The configuration file grows and soon contains many different things.

The software is modularized and processing functions are now tied to configuration items. The validity of the forms processing workflow is now dependent on the validity of the configuration file

The configuration file is parsed at application startup. Errors in the file are extremely hard to find. Parsing is hard coded and no explicit grammar exists.

The system grows and needs to support different scanning hardware. This is done by changing and adapting the configuration file. A customer with the same workflow but a different scanner gets a different configuration file which was adapted using copy and paste techniques.

The company realizes that they cannot perform in field updates to the software because all configuration files are different and contain both company defaults and individual customizations done by customers.

The product sells well and creates a big problem exactly because it sells well: Every new installation at a customer site needs service and support which is increasingly difficult to provide. Just thinking about new releases causes nightmares for the management.

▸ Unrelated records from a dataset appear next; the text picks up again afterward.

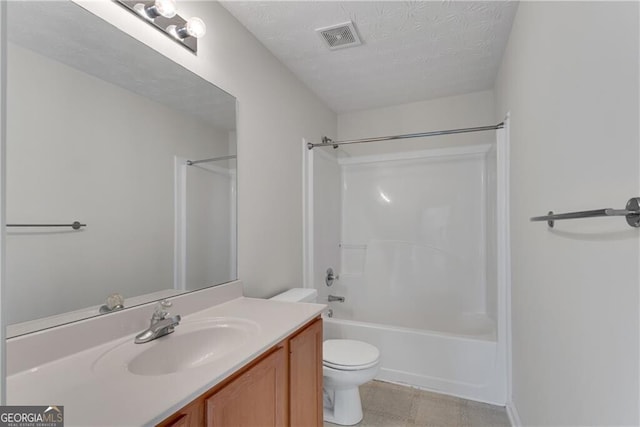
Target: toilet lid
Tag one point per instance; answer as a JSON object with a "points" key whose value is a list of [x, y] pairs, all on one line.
{"points": [[349, 354]]}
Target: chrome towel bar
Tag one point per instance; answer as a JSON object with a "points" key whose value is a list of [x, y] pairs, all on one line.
{"points": [[631, 212]]}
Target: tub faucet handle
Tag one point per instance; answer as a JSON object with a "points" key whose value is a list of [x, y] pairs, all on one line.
{"points": [[337, 298], [330, 277]]}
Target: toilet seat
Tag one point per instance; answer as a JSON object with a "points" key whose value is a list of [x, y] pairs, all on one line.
{"points": [[349, 355]]}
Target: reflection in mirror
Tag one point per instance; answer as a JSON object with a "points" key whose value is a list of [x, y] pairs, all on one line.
{"points": [[103, 130]]}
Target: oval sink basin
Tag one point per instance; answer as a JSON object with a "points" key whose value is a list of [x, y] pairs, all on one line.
{"points": [[193, 344]]}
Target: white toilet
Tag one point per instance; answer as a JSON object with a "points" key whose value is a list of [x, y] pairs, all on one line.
{"points": [[347, 364]]}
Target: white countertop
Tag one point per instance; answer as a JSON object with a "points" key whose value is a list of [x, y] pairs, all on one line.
{"points": [[95, 398]]}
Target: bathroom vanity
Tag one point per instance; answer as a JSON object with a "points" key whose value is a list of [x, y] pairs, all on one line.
{"points": [[282, 387], [232, 360]]}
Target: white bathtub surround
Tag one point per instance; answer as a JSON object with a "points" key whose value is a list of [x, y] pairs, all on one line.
{"points": [[90, 392]]}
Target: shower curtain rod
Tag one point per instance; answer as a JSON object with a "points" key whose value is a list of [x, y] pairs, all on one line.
{"points": [[213, 159], [327, 142]]}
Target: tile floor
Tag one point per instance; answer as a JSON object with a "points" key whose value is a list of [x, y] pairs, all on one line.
{"points": [[390, 405]]}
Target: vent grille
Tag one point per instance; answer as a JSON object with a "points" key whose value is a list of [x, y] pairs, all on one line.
{"points": [[340, 36]]}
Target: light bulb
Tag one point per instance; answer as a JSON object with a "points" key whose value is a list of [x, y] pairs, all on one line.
{"points": [[165, 8], [195, 27]]}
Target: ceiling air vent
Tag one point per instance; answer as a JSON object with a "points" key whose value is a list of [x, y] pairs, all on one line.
{"points": [[340, 36]]}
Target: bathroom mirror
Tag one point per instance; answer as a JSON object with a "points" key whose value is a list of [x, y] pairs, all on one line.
{"points": [[105, 131]]}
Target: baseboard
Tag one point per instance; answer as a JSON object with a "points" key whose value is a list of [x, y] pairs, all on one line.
{"points": [[512, 412]]}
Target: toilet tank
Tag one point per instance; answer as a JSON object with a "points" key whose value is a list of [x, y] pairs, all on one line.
{"points": [[297, 295]]}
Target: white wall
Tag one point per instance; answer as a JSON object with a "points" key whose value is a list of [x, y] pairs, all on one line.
{"points": [[470, 110], [275, 111], [108, 166], [570, 79], [210, 224]]}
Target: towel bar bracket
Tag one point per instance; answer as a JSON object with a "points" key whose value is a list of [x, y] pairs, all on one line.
{"points": [[631, 214]]}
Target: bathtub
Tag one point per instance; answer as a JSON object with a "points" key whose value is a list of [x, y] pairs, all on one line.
{"points": [[463, 364]]}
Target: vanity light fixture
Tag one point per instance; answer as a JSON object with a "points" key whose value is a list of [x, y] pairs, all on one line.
{"points": [[163, 15]]}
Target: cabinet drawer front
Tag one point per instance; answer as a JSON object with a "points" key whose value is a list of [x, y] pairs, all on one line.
{"points": [[258, 397]]}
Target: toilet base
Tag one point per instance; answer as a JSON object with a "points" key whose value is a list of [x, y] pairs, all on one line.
{"points": [[347, 407]]}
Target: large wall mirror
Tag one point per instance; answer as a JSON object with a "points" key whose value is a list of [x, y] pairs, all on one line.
{"points": [[105, 131]]}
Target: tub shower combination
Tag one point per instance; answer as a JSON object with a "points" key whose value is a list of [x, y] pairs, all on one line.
{"points": [[412, 237]]}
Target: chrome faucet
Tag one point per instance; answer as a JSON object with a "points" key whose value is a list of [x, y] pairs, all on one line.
{"points": [[333, 298], [161, 323]]}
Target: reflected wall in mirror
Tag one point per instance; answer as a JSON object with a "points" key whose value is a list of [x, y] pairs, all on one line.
{"points": [[100, 129]]}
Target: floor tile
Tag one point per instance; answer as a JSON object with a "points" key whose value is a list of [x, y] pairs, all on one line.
{"points": [[392, 405]]}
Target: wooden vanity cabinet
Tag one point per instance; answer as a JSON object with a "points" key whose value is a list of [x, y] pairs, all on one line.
{"points": [[283, 387]]}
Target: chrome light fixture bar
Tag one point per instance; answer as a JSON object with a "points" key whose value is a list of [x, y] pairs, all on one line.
{"points": [[162, 14]]}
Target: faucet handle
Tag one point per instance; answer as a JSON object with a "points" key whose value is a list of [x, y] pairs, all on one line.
{"points": [[160, 311]]}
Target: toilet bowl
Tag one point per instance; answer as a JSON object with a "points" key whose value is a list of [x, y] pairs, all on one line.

The service team grows...

This is the moment when the CTO starts planning a re-engineered product. Goals are not only a better servicable and maintainable software product but also to support new business areas, e.g. document processing.

Several types of analysis are performed: the new domain is analysed with respect to commonalities and variations, core features etc. This results in a new business conceptual model which is expressed in a switch in terminology from "form" to "document". From this, hot spots and cold spots are derived and turned into requirements for the new software.

A software internal analysis uncovers weak spots (e.g. no grammar for config file). The central configuration file is cut into pieces reflecting different aspects of the software: workflow (clearing functions), document structures, hardware. SGML is used to describe the structure of the configuration file. SGML dtd's turn out to be too weak to express the semantics.

OO-based modularization of the software results in a CORBA based framework which dynamically loads all necessary classes at startup. The software is now structured in core/branch/customer specific areas which are both reflected in the source code control system as well as in the configuration files. The configuration system slowly turns into a repository for implementation classes and workflow commands.

Framework classes are full with system internal special coding/naming conventions etc. A tool is created to generate class templates for the different software domains.

The software is ported from OS/2 to Unix and NT. Many adaptions are done by using the C++ preprocessor to generate the platform dependent code.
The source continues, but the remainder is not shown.